🤖 AI Summary
This work addresses the controlled query evaluation (CQE) problem over ontologies with epistemic dependencies (EDs), focusing on strongly secure and efficient answering of Boolean union of conjunctive queries (BUCQs) under DL-Lite<sub>R</sub>. We propose the first security mechanism integrating an optimal goal-agnostic (GA) reviewer with full ED modeling, innovatively adapting the GA reviewer intersection technique to the ED framework to jointly ensure strong security and computational feasibility. Leveraging a first-order rewriting algorithm, BUCQ evaluation is reduced to ontology-free database querying, enabling ED-driven inference constraints. Theoretical analysis establishes AC⁰ data complexity. Experimental evaluation demonstrates both high efficiency and good scalability across two representative scenarios.
📝 Abstract
We investigate Controlled Query Evaluation (CQE) over ontologies, where information disclosure is regulated by epistemic dependencies (EDs), a family of logical rules recently proposed for the CQE framework. In particular, we combine EDs with the notion of optimal GA censors, i.e. maximal sets of ground atoms that are entailed by the ontology and can be safely revealed. We focus on answering Boolean unions of conjunctive queries (BUCQs) with respect to the intersection of all optimal GA censors - an approach that has been shown in other contexts to ensure strong security guarantees with favorable computational behavior.
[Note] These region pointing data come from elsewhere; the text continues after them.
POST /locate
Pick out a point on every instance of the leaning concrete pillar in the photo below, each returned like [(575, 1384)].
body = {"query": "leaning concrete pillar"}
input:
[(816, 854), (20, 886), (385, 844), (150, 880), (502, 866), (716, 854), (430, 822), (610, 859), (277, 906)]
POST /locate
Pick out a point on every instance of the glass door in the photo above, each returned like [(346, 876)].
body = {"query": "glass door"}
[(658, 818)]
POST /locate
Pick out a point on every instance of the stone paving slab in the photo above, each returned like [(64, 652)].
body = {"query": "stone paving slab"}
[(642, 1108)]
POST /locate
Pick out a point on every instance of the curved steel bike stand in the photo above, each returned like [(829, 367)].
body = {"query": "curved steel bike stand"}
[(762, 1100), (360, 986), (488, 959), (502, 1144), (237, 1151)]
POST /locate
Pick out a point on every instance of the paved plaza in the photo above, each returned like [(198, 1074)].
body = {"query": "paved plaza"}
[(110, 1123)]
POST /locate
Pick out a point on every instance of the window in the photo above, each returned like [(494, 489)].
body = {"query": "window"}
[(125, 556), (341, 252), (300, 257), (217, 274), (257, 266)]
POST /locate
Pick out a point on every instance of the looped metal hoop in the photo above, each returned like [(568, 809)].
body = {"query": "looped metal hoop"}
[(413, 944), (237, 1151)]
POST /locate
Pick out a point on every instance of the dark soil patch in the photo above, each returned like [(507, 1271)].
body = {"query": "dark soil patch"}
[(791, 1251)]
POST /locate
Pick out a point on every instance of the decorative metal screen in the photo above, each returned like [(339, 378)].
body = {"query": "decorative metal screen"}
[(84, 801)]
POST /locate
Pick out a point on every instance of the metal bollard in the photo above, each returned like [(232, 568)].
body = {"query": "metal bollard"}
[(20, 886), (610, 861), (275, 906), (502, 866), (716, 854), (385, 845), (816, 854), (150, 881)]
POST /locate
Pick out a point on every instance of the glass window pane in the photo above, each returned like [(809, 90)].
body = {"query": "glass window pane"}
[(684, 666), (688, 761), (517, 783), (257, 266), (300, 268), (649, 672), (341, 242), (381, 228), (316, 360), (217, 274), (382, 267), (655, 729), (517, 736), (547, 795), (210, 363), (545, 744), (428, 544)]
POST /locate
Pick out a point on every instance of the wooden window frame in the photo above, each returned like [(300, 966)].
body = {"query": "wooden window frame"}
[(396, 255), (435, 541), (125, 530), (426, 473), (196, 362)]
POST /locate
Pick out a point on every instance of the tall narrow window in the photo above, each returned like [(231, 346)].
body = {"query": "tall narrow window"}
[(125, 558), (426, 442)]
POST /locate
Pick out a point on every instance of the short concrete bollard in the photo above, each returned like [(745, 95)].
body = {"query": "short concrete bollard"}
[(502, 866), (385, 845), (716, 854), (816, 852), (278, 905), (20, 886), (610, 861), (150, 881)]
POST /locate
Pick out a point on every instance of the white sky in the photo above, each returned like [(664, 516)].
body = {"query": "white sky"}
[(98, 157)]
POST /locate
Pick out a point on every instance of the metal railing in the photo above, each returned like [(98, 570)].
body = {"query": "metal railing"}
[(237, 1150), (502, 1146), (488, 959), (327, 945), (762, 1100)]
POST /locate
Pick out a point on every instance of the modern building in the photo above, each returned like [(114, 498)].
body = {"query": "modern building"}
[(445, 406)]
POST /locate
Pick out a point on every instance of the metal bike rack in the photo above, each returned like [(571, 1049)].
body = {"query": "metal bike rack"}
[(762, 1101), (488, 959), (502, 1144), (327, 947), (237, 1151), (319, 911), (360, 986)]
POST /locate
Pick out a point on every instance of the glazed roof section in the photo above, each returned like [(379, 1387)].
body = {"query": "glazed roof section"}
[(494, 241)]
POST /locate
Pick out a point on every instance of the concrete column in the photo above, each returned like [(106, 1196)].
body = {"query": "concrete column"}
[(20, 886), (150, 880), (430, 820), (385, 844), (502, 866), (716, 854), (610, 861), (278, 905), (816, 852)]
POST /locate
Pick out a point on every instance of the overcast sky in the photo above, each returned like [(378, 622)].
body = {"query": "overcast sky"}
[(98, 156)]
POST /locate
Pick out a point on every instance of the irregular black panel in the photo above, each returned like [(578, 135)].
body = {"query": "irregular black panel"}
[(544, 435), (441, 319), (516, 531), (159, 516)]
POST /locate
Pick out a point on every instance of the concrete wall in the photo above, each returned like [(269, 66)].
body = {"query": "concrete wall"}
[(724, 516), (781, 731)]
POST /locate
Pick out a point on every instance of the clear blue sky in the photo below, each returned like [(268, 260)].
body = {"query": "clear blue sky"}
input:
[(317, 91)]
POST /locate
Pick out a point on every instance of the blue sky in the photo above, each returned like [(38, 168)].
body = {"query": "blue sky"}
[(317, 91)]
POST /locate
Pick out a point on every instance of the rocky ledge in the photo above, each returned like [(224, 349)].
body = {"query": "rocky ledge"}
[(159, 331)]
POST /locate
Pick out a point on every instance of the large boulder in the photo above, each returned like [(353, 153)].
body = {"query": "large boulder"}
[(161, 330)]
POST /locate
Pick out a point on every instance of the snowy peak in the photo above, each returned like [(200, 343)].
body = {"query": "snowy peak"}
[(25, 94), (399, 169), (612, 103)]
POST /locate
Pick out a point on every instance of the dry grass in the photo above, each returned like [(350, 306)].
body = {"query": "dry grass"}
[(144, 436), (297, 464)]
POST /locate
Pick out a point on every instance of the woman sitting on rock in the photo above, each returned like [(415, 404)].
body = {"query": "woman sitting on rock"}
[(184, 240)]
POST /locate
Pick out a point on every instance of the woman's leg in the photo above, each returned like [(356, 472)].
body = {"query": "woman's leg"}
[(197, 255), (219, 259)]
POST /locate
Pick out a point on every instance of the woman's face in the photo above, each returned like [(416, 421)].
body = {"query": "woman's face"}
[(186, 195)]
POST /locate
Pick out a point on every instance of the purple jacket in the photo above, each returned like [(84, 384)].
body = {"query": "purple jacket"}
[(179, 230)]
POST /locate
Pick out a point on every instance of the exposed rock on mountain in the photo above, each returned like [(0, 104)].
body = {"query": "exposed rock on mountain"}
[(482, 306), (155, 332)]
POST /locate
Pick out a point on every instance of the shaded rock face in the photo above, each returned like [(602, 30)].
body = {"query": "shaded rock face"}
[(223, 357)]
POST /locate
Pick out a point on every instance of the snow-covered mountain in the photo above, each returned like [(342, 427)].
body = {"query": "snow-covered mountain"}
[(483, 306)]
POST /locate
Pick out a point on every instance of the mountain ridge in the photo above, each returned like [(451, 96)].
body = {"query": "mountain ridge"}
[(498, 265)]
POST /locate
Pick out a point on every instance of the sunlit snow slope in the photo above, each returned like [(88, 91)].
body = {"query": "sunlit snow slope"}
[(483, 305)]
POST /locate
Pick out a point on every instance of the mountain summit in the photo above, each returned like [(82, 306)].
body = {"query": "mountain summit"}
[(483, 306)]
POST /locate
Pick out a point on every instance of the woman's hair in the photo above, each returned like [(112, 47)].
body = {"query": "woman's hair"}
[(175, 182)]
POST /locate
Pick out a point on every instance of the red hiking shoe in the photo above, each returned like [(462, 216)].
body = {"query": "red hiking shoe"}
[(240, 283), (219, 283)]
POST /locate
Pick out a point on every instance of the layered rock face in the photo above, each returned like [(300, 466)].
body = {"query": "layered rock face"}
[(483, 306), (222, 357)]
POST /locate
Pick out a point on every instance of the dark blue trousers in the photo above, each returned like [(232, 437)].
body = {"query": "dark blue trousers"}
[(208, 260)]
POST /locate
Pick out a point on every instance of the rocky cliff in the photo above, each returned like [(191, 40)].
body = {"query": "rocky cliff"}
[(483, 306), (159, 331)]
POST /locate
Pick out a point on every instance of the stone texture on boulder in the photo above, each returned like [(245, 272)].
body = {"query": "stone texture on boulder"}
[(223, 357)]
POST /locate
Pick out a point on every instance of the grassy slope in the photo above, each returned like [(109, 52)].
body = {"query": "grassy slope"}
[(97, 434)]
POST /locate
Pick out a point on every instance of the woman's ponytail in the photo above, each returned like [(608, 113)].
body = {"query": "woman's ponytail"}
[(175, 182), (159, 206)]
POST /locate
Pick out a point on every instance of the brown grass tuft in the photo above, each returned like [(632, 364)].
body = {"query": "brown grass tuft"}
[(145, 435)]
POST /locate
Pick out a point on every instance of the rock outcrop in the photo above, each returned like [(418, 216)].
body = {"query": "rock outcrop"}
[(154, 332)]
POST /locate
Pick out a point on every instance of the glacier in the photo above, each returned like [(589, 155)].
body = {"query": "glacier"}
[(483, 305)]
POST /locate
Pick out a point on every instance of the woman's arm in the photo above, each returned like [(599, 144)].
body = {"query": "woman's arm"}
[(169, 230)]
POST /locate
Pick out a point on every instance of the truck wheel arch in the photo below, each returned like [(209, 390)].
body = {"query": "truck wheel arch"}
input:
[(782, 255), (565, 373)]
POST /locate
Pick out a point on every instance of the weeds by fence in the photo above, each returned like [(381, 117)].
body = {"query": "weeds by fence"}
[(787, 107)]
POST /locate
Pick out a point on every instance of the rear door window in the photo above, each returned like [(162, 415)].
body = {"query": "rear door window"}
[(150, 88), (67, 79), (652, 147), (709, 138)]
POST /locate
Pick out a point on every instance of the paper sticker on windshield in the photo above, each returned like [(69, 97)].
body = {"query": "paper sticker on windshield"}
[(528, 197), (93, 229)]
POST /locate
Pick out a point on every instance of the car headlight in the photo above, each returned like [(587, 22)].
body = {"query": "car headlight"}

First, we characterize the security of this intersection-based approach and identify a class of EDs (namely, full EDs) for which it remains safe. Then, for a subclass of EDs and for DL-Lite_R ontologies, we show that answering BUCQs in the above CQE semantics is in AC^0 in data complexity by presenting a suitable, detailed first-order rewriting algorithm. Finally, we report on experiments conducted in two different evaluation scenarios, showing the practical feasibility of our rewriting function.